We've all heard the story about what we should expect after a nuclear holocaust; everything on Earth obliterated except for cockroaches and Twinkies. What life that may have survived the detonation of nuclear bombs would surely perish due to the ill effects induced by overexposure to radiation. We used to think that the negative effects were so profound and effective that we utilized the process of irradiation to sterilize equipment. The recent discovery of a radiation resistant extremophile, Deinococcus radiodurans, drastically changed our understanding of exposure to radiation as a limiting factor on life.
Radiation is a term we use colloquially. When we talk about the effects of radiation on life, we are talking about radiation in the form of particles (like protons or alpha particles) or as electromagnetic~radiation (i.e. gamma rays, UV light, radio, etc.). Radiation strong enough to be designated as "extreme" doesn't happen often from natural sources on Earth. When exposed to high levels of radiation, the consequences on life can range from damage to nucleic acids (like DNA) to disruption of photosynthesis.
Some extremophiles, like D. radiodurans, can withstand doses of radiation up to 100 times the lethal dose for humans. These organisms do not combat the ill effects of radiation directly. Instead, they have developed mechanisms such as DNA repair that can work to undo the results of overexposure. These mechanisms are highly effective. For instance, D. radiodurans has been found living in the water core of nuclear reactors. Because they have adaped so well, such organisms do not "endure" or "survive" these environment, they thrive in them.
The discovery of radiation resistant organisms has expanded our thoughts about the possible origins of life. Some scientists have contended that life could have originated on another planetary body, like Mars for instance. Impact with Mars could have ejected life-containing debris that would eventually make its way to Earth, subsequently seeding our planet with life. Skeptics argue that life in transport would be highly exposed to cosmic~rays and radiation from the Sun and therefore would not be able to survive the long trip from one planet to another. The discovery of highly efficient DNA repair mechanisms within cells that could combat the exposure to radiation involved in such an event have lent support to the idea that life did not originate on Earth, but rather Earth was seeded with life from elsewhere.

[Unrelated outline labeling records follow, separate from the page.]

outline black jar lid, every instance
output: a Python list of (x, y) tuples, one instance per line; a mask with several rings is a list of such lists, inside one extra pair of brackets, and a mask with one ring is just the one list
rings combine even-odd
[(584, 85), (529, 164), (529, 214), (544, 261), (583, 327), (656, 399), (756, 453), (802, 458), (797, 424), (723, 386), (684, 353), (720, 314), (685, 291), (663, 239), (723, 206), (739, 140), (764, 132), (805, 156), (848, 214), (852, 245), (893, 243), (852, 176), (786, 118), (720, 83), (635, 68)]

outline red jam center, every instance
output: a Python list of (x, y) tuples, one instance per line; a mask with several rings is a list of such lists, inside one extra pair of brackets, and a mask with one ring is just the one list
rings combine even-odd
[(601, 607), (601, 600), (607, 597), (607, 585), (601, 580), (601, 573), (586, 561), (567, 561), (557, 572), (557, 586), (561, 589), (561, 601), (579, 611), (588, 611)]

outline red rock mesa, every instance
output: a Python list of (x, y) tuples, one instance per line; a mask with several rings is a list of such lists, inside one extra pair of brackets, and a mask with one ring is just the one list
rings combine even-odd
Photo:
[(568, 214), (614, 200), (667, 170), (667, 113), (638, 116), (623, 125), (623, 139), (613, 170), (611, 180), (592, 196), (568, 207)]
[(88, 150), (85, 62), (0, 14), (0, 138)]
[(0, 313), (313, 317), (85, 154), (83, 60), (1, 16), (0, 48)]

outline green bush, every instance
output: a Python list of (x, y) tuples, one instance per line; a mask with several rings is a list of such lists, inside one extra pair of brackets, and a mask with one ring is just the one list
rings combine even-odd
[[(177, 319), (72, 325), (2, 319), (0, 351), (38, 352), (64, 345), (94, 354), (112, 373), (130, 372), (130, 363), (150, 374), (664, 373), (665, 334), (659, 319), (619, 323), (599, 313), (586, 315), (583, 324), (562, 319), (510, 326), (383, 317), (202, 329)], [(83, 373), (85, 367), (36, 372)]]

DNA repair mechanisms like those found in D. radiodurans could have been a vital step in evolution of life on Earth. Conditions on early Earth prior to the development of a protective ozone layer would have been hostile to life. Damage due to UV radiation would have been of utmost concern to the first life forms. Understanding the underpinnings of DNA repair in today's living specimens may eventually shed some light on the origin and evolution of life on Earth and elsewhere.